Makna Surabi dalam Budaya Sunda
Dalam budaya Sunda, surabi punya makna kebersamaan dan kesederhanaan. Proses pembuatannya yang dilakukan di rumah, sering kali sambil berbincang dengan keluarga atau tetangga, membuat surabi jadi simbol kehangatan. Di beberapa daerah, surabi juga kerap hadir dalam acara hajatan atau syukuran sebagai sajian ringan yang mudah dinikmati semua kalangan.

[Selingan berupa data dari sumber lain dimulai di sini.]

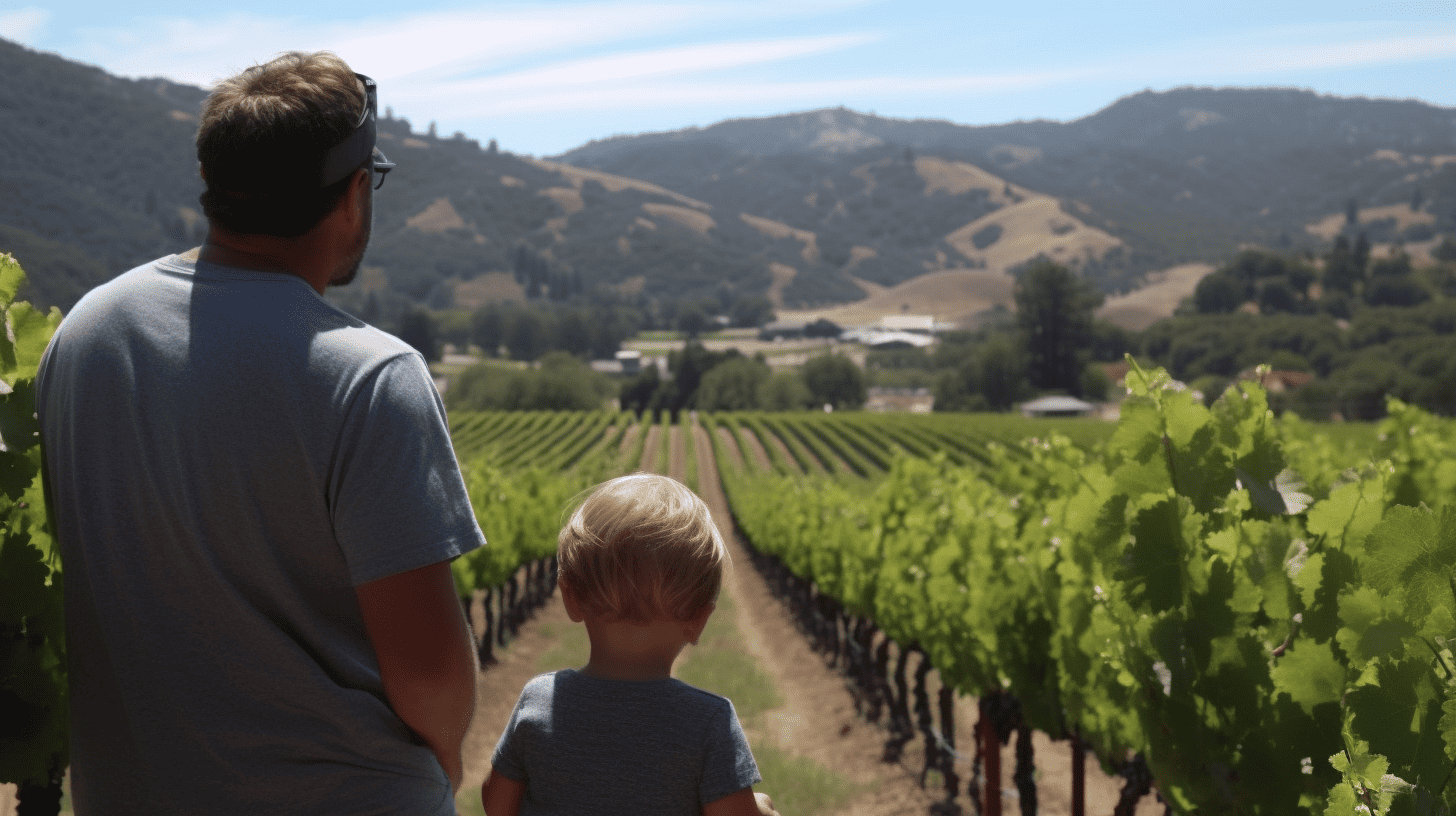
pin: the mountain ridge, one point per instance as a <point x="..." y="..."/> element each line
<point x="811" y="207"/>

Selain itu, penggunaan bahan lokal seperti beras mencerminkan kearifan lokal masyarakat Sunda yang dekat dengan alam. Surabi bukan makanan mewah, tapi justru dari situlah nilai budayanya terasa kuat.
Perjalanan Surabi Bandung hingga Populer
Masuk ke era modern, surabi Bandung mulai mengalami transformasi. Sekitar awal 2000-an, muncul inovasi topping yang membuat surabi makin digemari anak muda. Dari yang awalnya hanya oncom atau kinca gula merah, kini berkembang jadi surabi keju, cokelat, sosis, hingga telur.